With regard to the preservation and archiving considerations identified above, any project utilising electronic text must consider the purposes and limitations of the various digital formats available, not only to ensure that these meet current aims and needs, but also that they do not restrict future opportunities (NINCH 2002).
The National Archives advises that the choice of file format for the preservation and management of electronic records 'should always be determined by the functional requirements of the record-creating process', as well as longer-term requirements for preservation and access (Brown 2003a). It is also stressed that the costs of ensuring sustainability of a resource are kept to a minimum when these issues are considered at the very beginning of a project (Brown 2003a). Guidance specific to archaeological digital archives is provided by Richards and Robinson (2000).
'File formats encode information into a form which can only be processed and rendered comprehensible by very specific combinations of hardware and software'. Similarly, the physical storage medium chosen is also dependent upon very specific combinations of hardware and software for access (Brown 2003a; 2003b). The accessibility of electronic information, therefore, is vulnerable as technology evolves, even over relatively short timescales. As Brown (2003b) notes, irrespective of physical longevity, technical obsolescence is inevitable, and for the foreseeable future, electronic records will need to be periodically refreshed onto new media. The National Archives suggests that the following criteria be considered when selecting file formats for data creation: open standards, ubiquity, stability, metadata support, feature set, interoperability and viability (Brown 2003a). The choice of format also depends upon what the creator intends the end user to be able to do with the data.

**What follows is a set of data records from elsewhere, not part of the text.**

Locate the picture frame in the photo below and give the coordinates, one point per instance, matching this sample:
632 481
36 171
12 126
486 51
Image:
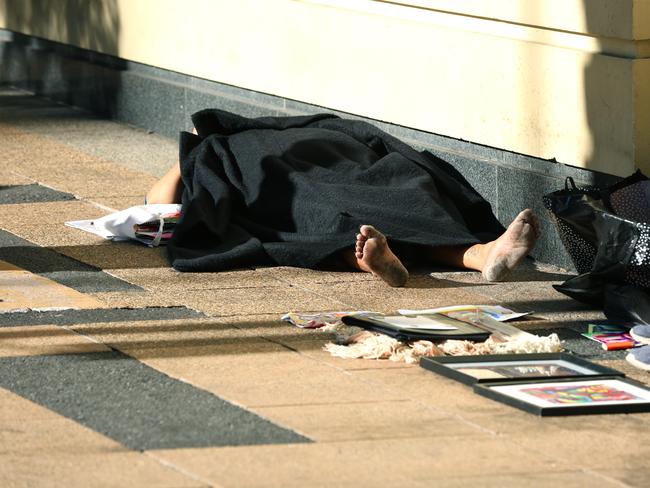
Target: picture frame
584 396
515 367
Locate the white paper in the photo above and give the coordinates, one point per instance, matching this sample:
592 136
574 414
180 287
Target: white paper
120 225
418 322
497 312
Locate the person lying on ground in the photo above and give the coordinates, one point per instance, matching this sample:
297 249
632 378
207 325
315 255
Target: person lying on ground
294 191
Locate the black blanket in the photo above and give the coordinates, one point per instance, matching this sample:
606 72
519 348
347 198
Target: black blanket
293 191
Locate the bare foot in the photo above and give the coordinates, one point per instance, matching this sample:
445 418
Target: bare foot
374 255
505 253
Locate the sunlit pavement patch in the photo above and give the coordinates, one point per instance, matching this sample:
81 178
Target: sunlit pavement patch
57 267
134 404
97 315
22 290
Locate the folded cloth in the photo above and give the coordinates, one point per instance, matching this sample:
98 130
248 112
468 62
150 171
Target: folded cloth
152 224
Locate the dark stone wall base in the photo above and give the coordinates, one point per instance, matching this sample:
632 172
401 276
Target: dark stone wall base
162 101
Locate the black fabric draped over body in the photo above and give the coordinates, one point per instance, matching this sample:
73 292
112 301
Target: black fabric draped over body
293 191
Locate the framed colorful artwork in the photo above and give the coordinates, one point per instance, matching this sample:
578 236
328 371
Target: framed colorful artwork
571 396
508 367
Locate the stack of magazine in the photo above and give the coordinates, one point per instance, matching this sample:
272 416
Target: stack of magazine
425 326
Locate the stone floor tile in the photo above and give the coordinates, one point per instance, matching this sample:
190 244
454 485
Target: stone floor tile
635 477
303 276
368 463
135 299
314 348
170 279
9 178
581 440
168 333
366 421
259 373
84 469
39 340
14 408
117 255
20 290
104 182
526 479
248 301
377 296
212 330
432 390
55 235
46 213
54 435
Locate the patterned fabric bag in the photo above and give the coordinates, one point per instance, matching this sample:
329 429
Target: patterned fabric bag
606 232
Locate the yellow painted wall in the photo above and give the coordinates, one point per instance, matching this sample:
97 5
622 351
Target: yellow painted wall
548 78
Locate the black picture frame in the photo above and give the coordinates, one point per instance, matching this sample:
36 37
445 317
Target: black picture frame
449 366
525 395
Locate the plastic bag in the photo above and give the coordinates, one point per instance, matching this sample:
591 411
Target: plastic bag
607 249
151 224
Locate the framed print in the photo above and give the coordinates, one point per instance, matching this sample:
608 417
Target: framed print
571 396
508 367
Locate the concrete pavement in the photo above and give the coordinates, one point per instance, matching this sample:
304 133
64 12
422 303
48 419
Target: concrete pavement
157 378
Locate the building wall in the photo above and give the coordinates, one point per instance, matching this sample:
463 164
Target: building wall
555 79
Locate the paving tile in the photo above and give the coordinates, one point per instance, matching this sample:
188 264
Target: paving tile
30 193
366 421
83 469
14 216
524 479
99 315
312 347
14 408
20 290
55 235
135 334
56 434
576 439
116 255
9 178
135 299
379 297
636 477
108 181
366 463
259 373
44 339
136 405
169 279
247 301
432 390
303 276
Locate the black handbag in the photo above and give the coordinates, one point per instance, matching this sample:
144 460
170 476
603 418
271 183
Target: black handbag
606 233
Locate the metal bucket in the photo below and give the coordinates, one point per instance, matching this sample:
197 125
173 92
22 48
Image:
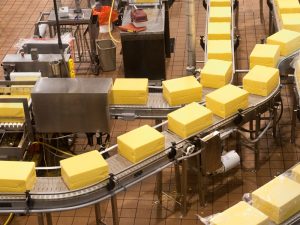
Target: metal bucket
107 54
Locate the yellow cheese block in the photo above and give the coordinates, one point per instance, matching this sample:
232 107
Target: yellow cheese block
220 14
182 90
279 199
240 214
265 55
17 176
226 100
219 31
216 73
130 91
261 80
288 6
296 173
21 89
288 40
140 143
220 2
84 170
219 49
291 21
189 119
12 110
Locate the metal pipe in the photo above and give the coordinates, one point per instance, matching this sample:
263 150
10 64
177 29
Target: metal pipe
114 206
191 35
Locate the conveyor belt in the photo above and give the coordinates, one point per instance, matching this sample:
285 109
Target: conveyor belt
156 107
51 194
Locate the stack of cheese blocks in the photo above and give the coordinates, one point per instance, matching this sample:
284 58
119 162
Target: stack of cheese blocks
140 143
77 174
226 101
296 173
182 90
240 214
219 30
17 176
189 120
12 112
261 80
289 14
129 91
279 199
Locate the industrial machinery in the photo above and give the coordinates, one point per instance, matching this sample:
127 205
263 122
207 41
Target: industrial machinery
54 111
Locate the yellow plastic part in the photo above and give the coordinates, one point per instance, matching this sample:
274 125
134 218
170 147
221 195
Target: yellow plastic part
140 143
240 214
226 100
220 2
291 21
189 119
220 14
265 55
219 49
288 6
219 31
17 176
182 90
261 80
216 73
130 91
84 170
279 199
288 40
296 173
72 72
12 110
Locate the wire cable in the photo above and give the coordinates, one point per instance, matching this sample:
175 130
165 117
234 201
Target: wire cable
52 147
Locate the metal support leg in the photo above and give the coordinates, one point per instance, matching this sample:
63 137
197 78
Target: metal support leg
184 187
271 25
41 219
251 128
159 174
177 178
275 121
49 218
114 206
261 11
98 214
294 117
201 182
256 147
159 186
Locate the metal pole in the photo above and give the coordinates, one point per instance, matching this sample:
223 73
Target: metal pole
59 37
257 129
40 219
191 35
184 187
114 207
98 214
49 218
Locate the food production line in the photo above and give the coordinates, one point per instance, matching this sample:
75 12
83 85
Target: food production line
51 109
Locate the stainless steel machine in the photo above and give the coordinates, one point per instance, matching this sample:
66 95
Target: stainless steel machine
50 65
62 105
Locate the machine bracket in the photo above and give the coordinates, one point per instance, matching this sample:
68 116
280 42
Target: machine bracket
111 182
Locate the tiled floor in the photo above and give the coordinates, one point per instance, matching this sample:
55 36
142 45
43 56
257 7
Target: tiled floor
138 204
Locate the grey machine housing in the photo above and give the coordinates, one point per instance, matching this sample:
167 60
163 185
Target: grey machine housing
71 105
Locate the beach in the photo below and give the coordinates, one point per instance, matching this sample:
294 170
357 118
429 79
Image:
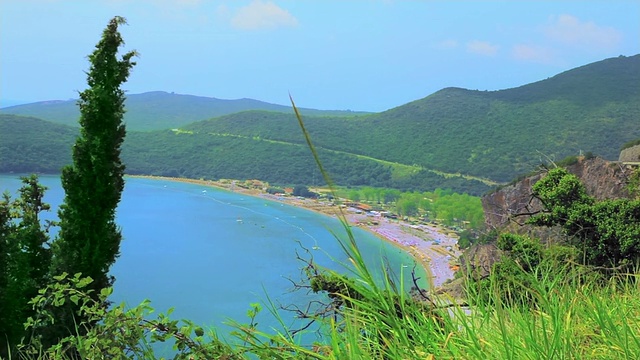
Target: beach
432 247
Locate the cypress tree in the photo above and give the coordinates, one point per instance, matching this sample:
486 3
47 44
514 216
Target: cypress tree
89 239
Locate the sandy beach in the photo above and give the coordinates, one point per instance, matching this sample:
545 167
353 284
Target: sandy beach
431 246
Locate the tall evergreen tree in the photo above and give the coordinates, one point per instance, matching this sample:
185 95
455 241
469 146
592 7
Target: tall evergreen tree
89 239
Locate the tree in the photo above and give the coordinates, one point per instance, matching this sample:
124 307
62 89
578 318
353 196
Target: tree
89 239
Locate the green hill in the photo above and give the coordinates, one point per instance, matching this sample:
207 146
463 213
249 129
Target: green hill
456 138
160 110
34 145
487 134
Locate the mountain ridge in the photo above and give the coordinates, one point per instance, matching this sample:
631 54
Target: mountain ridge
492 135
160 110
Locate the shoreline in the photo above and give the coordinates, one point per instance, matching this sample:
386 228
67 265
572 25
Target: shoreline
430 246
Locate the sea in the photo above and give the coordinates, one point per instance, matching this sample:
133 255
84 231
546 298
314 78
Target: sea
209 253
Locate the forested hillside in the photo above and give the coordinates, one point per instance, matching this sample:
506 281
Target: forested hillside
454 138
487 134
159 110
33 145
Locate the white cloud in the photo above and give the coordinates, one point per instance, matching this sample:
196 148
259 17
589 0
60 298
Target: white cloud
262 15
532 53
570 30
447 44
482 48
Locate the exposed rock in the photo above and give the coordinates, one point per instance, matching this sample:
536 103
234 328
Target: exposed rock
477 260
631 154
505 207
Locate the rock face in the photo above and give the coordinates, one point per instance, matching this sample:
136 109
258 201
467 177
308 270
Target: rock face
602 179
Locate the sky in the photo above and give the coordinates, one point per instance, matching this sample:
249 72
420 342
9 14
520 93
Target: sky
328 54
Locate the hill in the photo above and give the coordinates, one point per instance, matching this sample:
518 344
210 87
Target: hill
487 134
34 145
160 110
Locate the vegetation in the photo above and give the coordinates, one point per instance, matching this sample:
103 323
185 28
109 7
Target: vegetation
25 258
538 303
158 110
631 143
89 240
445 140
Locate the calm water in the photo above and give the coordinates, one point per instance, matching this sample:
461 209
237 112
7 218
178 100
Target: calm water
210 253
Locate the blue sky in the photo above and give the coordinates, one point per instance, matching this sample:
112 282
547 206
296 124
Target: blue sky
358 55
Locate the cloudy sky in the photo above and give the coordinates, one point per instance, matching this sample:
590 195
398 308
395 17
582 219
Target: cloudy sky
329 54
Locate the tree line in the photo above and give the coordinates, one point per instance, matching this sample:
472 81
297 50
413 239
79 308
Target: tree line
88 241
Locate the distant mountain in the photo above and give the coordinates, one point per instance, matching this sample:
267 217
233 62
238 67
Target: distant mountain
160 110
454 138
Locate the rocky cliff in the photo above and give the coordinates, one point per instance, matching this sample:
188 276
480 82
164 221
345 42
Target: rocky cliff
504 208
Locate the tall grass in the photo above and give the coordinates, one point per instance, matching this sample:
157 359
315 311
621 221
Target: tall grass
566 319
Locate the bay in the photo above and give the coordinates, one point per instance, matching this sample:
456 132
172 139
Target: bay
210 253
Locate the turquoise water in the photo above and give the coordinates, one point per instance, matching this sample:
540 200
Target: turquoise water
209 253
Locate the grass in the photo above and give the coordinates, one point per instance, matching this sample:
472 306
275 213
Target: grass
569 319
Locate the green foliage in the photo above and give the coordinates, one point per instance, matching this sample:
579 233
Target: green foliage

Some formats are best suited to the creation of printed output, and may also allow for Web publication. However, if data need to be moved from these to another software platform, formatting and other information may be lost (NINCH 2002). Some formats are dependent upon proprietary software, they are produced and sold by a specific company for profit and their licensing terms and existence cannot be assured over the long term, for example the majority of word-processing packages and Adobe PDF format. Other plain text formats, such as ASCII and HTML, are open standards, independent of the particular software used. Proprietary formats are unsuited for archival purposes or for the creation of durable heritage resources; open source formats are generally preferred for digital preservation (NINCH 2002; Richards and Robinson 2000, 32).

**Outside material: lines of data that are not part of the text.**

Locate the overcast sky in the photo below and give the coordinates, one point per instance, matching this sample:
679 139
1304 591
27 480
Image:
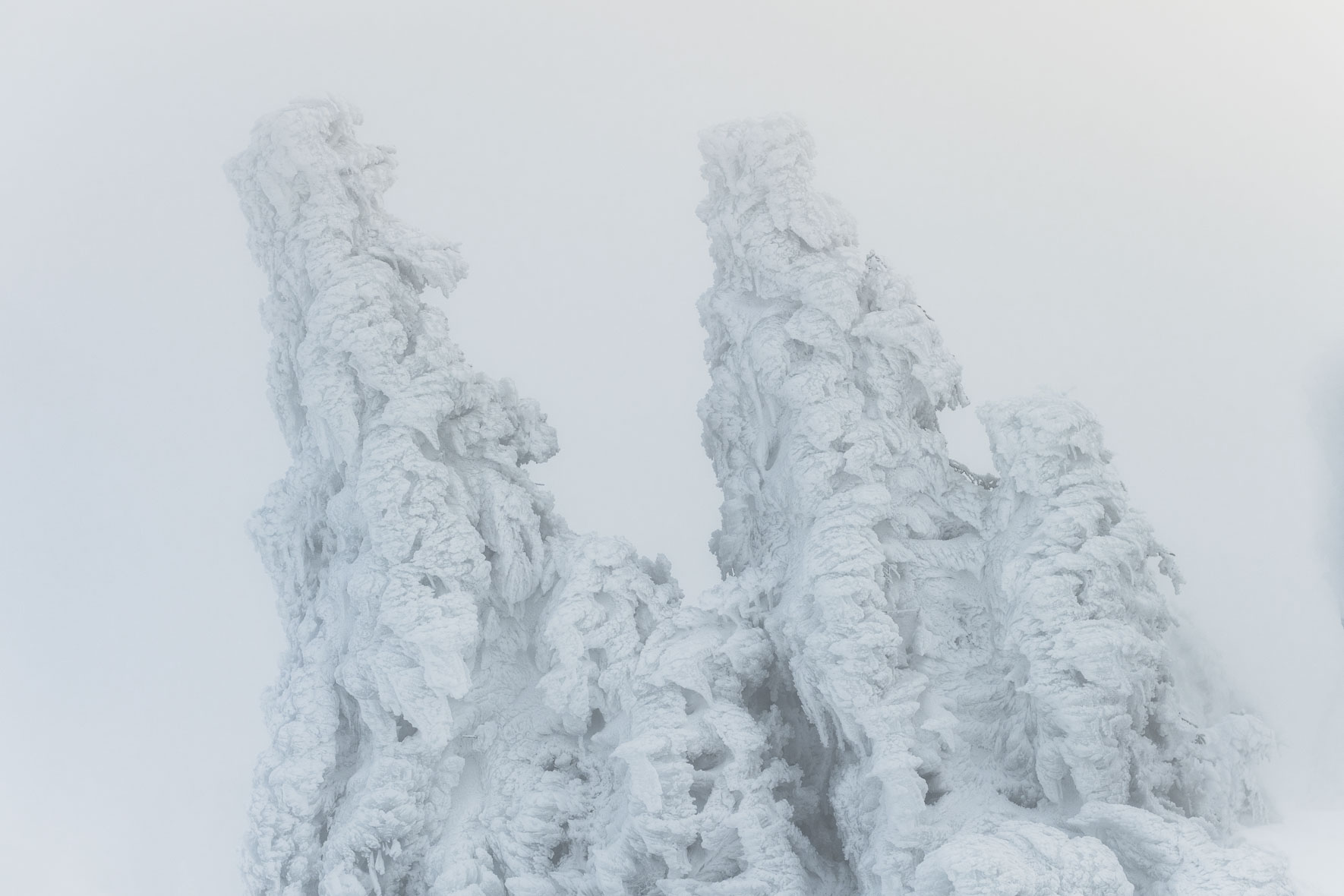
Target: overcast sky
1137 203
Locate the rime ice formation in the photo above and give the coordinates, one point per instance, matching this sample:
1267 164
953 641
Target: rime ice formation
911 680
475 700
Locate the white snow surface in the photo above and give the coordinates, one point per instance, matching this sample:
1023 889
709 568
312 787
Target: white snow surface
913 679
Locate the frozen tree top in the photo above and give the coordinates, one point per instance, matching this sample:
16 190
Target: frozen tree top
911 680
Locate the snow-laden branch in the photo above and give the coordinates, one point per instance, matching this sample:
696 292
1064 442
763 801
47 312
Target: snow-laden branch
911 680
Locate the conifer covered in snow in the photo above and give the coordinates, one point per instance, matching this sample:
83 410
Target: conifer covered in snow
475 700
975 670
911 680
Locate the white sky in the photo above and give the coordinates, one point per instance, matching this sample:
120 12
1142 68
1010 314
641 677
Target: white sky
1140 203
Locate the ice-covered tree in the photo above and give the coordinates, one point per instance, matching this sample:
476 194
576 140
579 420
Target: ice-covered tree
473 700
911 679
975 674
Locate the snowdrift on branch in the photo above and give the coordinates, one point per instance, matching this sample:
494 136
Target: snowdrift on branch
911 680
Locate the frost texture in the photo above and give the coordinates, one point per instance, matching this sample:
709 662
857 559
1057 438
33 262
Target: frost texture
911 680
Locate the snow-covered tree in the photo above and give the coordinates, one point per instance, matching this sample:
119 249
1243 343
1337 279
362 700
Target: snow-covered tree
473 700
911 680
975 670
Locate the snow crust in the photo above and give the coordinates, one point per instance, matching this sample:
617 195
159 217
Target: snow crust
911 680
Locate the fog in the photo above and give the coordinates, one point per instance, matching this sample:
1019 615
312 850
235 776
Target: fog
1140 204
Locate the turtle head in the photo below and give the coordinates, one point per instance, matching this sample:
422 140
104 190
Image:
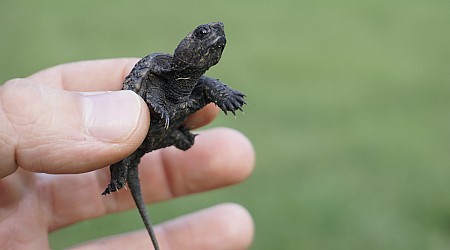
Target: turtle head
201 48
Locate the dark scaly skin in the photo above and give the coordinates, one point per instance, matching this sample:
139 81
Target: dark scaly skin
174 88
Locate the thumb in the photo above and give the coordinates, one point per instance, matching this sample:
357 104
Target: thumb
50 130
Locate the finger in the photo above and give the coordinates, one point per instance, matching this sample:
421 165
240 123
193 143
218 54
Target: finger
227 226
95 75
219 157
106 74
55 131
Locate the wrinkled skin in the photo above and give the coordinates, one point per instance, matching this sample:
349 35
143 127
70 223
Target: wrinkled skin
174 87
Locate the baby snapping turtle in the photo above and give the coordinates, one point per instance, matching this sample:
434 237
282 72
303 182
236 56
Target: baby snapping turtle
174 87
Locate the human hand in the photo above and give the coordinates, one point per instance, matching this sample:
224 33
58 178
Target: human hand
49 128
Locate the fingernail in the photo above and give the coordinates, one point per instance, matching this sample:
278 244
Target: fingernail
111 116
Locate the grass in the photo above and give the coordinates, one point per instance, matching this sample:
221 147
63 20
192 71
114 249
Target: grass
348 109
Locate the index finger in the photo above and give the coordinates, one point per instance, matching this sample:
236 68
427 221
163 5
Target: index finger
93 75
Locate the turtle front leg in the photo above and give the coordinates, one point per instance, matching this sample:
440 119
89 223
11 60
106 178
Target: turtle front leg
226 98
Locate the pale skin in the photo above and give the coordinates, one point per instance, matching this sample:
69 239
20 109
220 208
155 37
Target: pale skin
46 131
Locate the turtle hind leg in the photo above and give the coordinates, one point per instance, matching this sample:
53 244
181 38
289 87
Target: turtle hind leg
119 172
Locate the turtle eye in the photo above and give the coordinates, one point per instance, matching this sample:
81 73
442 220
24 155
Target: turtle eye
202 31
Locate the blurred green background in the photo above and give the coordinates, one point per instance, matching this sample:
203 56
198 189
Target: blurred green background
348 109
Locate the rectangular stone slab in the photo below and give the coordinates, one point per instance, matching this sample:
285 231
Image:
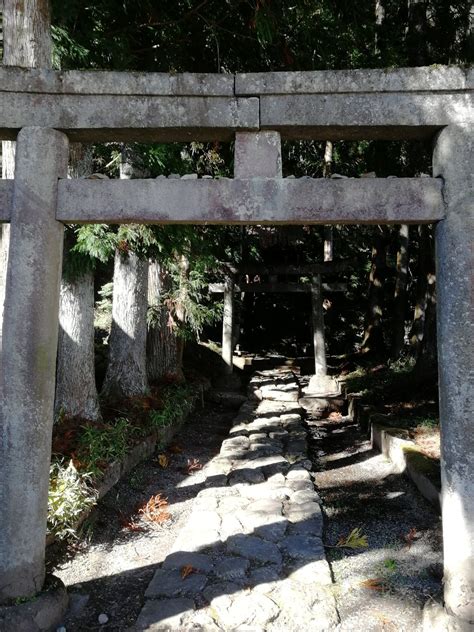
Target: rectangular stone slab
14 79
255 288
117 117
421 79
95 106
6 197
361 116
252 201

A summary of the main digital formats in which textual material and reports may be created, or into which they may be converted is presented below.
Word processing has played a major part in the increasing popularity of personal computers in archaeology and it is for report writing that computers are perhaps most widely used. Westcott (2003) discusses some of the difficulties for digital archiving presented by the creation of electronic texts using word processors and how these might be avoided. Word-processed documents are saved in formats dependent upon the proprietary software used in their creation, and this may present problems for users of different software packages. Word-processed documents are primarily designed to be read in printed form. They can be edited without having to retype a document in full, giving an author greater control over content and appearance. A variety of fonts, sizes and colours can be used, text may be formatted and justified and tables, graphs and images can easily be included.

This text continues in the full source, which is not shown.